Is there an opposite concept to data recovery?
Yes.
The flip side to data recovery is fast purge SSDs and
disk sanitizers.
Simon said - "I have only just come across you
and your site and I would love to hear your opinion on meaningful data
sanitisation of SSD."
I
thought to myself how many years is it since I set up a dedicated
SSD fast erase / purge
page? - I checked. It started in 2009. (This is one of the joys and
frustrations of the web. Frustration - that you can't find stuff which has
been around for a long time - because it gets drowned by social chit chat. Joy -
in knowing that there must be a lot more readers out there who also care about
the same problems.)
Anyway - what I said to Simon was - "There is
a double digit list of standards by defence and government agencies which cover
various use cases and whether the drive is desired to be redeployed for another
project or not. The purpose of extreme autonomous SSD purge is to destroy enough
critical chips in the encrypted SSD so that if it falls into the wrong hands
(captured by enemy) then the SSD data will remain immune to the best
efforts of forensic data
recovery.
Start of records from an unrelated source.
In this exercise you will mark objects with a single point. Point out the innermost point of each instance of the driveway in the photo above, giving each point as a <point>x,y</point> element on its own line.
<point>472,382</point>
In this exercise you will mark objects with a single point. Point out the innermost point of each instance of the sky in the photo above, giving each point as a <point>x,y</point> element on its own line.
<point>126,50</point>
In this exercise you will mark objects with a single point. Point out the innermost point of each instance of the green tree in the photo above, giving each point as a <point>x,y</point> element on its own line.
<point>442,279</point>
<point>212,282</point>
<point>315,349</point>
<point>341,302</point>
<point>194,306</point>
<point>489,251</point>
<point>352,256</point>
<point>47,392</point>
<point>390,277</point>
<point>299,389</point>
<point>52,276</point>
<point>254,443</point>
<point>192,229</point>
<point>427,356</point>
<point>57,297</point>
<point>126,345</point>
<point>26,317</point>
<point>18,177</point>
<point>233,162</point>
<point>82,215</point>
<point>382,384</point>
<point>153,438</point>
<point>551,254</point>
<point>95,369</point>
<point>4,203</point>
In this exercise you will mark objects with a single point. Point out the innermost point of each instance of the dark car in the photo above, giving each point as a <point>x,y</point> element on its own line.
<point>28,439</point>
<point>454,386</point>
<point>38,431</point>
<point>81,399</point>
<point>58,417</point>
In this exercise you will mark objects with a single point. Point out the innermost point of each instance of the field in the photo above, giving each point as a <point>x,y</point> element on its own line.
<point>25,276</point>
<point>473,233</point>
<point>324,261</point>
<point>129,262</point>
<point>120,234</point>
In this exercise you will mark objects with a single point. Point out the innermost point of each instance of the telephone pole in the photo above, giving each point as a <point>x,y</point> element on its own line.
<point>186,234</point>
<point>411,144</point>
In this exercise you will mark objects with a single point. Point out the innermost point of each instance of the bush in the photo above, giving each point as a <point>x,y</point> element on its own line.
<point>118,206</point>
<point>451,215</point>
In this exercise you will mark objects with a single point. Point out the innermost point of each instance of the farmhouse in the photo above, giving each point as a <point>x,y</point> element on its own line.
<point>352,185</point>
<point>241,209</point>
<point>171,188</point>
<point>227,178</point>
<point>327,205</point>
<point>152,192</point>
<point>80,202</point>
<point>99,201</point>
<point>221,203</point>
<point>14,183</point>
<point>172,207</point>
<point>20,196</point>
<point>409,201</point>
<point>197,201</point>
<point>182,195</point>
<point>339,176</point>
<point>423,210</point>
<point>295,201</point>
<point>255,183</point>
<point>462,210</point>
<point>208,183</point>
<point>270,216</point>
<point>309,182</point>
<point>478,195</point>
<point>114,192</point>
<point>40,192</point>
Thats just one reason why DR and security agencies intersect and
are mutually aware. But as DR gets better then sanitisation has to advance too
(best way being destruction of the chips)."
Anyway Simon - whose
company does Onsite Physical Destruction of HDDs and SSDs in Australia pointed
me towards an interesting
video - re Mobile Data
Destruction which shows the type of thing his company does. It's on
youtube which means that many of you won't be able to see it right now if
you're viewing this at work.
So I'll describe what happens...
The video shows a van which arrives at your site and delivers via a conveyor
belt all the drives you want shredded - presumably while one of your security
people watches it happening. (You'd have to verify the exact design and chutes
etc yourself obviously to satisfy yourself there are no magical trap doors - or
maybe you could just rent the facility. It depends on your own circumstances.)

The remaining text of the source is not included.